Monday, November 12, 2007

Lucy Hogg The Last Pony at Meat Market Gallery

By Tim Campbell

Lucy Hogg is an artist who loves color. If you were to attend one of her lectures, she would take you through the history of her work as a painter, discuss her interest in this or that style, this or that mode of painting, how her work interacts with feminism and how it takes interest in the historicity of painting. She might close the lecture pointedly, saying that painting is dead and video and photography are its replacements. You’d be left wondering why she makes these big paintings in the first place.
Hogg answers that question in her current show at Meat Market by publicly rejecting painting as a viable medium. What Hogg’s show fails to address in any way is why painting is dead. Instead, she shows how it can be quickly overpowered.
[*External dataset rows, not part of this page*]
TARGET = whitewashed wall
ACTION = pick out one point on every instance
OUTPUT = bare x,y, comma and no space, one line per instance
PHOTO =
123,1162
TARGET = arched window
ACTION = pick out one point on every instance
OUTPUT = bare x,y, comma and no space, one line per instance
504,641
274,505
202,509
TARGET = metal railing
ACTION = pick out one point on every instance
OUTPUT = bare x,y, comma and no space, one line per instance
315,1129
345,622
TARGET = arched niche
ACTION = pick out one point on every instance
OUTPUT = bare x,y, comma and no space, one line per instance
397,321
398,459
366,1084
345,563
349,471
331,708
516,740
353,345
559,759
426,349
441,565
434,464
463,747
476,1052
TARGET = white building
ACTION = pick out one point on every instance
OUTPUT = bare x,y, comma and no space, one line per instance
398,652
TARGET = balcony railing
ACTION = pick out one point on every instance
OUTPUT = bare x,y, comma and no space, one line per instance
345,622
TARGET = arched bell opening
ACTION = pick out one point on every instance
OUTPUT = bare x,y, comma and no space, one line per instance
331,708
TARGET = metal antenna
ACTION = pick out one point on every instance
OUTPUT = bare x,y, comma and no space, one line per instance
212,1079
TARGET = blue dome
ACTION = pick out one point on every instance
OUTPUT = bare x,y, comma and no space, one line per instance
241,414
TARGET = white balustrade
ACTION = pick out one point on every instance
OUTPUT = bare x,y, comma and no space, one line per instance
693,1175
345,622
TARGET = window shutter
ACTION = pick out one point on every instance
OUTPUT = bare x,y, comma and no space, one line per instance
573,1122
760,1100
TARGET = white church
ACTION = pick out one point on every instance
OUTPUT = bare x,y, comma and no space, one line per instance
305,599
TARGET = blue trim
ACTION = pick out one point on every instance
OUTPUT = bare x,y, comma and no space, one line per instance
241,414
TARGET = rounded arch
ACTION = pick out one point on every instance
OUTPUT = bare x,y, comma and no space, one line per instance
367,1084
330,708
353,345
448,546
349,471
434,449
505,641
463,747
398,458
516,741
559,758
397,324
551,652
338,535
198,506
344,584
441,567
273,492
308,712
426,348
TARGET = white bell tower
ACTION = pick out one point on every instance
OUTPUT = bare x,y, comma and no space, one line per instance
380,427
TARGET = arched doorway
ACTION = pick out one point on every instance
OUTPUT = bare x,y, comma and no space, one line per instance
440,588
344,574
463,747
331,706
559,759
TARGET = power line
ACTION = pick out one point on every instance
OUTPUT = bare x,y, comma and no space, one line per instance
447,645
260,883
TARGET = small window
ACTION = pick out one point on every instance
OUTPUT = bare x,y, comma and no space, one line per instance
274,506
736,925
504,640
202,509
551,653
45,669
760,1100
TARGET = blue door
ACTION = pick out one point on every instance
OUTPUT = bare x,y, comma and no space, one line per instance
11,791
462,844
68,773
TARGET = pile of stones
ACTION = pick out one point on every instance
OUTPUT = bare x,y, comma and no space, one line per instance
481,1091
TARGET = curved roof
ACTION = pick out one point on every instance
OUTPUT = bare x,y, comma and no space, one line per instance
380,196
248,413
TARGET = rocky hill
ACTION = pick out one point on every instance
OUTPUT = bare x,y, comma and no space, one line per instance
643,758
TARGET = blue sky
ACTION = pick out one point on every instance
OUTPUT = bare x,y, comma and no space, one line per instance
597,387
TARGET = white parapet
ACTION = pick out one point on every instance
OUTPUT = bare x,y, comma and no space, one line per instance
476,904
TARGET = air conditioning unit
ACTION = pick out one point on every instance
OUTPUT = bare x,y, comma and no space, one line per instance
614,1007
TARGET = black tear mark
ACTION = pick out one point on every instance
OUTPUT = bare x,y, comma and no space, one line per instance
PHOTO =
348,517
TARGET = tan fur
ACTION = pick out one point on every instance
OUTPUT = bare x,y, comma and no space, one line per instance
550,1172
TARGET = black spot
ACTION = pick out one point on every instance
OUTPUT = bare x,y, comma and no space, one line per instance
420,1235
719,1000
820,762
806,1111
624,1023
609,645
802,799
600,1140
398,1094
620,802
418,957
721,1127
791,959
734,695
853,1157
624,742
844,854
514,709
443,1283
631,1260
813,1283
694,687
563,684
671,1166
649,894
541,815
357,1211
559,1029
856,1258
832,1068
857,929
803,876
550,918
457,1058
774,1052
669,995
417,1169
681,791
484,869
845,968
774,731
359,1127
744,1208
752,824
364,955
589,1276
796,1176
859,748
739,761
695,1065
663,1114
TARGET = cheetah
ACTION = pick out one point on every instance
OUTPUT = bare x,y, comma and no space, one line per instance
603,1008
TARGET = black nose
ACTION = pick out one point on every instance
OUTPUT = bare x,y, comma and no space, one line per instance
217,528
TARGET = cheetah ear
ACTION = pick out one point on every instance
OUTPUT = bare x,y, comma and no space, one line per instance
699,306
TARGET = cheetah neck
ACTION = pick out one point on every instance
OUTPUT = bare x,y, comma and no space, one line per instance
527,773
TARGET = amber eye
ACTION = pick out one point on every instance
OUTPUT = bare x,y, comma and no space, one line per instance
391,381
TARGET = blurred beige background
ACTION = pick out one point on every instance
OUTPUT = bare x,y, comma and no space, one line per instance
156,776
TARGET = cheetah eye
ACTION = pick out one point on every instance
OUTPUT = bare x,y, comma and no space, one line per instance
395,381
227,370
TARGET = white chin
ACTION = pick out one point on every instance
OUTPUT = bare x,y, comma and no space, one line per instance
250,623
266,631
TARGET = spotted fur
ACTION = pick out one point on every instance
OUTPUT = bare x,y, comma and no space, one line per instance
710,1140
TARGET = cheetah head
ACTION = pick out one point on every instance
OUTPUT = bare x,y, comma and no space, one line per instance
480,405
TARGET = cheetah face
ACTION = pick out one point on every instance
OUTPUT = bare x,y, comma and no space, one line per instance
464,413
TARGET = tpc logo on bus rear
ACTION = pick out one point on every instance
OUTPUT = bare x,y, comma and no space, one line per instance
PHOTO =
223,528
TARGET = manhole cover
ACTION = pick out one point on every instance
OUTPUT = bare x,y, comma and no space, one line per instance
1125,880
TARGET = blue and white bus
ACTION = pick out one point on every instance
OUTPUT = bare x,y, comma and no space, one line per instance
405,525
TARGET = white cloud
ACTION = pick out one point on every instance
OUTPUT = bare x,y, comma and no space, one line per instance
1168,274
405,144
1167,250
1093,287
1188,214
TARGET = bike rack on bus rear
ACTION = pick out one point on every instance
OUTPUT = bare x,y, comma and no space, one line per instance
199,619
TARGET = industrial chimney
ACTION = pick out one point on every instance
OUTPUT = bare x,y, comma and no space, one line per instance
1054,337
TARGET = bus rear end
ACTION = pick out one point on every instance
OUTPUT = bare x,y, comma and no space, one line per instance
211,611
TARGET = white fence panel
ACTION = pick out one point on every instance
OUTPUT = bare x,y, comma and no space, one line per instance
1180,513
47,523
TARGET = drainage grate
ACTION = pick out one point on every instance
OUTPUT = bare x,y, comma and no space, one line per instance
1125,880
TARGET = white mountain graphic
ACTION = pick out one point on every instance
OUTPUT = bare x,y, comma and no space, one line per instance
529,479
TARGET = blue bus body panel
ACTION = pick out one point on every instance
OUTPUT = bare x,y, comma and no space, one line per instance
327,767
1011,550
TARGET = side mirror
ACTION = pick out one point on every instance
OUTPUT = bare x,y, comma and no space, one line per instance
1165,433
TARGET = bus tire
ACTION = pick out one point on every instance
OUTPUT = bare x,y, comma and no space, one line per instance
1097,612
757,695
With a cool face, Hogg muscles painting out the door. The photographs exercise a technological mastery of hue and balance by showing how the same painting can be “repainted” using colorways; that is, different color filters can achieve the same effect as the painting, and they can do so instantly and in a number of ways. In the back room, video steps in, and with even less effort the color options are integrated into a time-based composition.
If Lucy Hogg thinks that this proves painting’s ineptitude, then she is missing the point. Its obvious to anyone who has ever tried to paint that the medium is not the most technologically advanced. It’s obvious to any 7 year old who goes into the National Gallery and would rather be watching TV, and its obvious to me every time I use Google or YouTube.
Ironically, the painting in the show is what ends up giving meaning to the photographs and video piece. This is not because the painting is in some way special or more important, its simply because the painting brings the content that Hogg has always been concerned with to the table. The video and photographs fail to add to or alter the content of this painting, they just show other alternatives for how it could be presented. The photographs/video are not concerned with equestrian portraits, or the history of landscape painting, or the political context in which Velazquez had to operate as a painter, but the painting is concerned with these things. The images in the photos and video could be anything- a house, a cat, or perhaps most fitting, Hogg herself.
For all of Hogg’s difficulty with what painting is, with why it exists and what should be done with it, her critique comes with just a hint of Greenberg. She has placed the medium on the table next to several others, and allowed each of them to compete as self-contained modes of visual communication...but none of them really communicate anything. Well, congratulations to video for being video, and to photography for being photography, and to painting for being painting, but if this is supposed to be some instructive lesson on which media we should privilege, then I’m bored.
Maybe Hogg is broadening her audience, or bringing a new vocabulary to her work, but that doesn’t really mean that her statements are more meaningful or important in any way. If you are going to change mediums, fine, do it. It’s exciting, so long as you are using them to make something interesting, and so long as you are using them for a reason. It’s been a long time since John Baldessari made cookies, and anybody who is interested in taking credit for painting’s burial rights should consider this.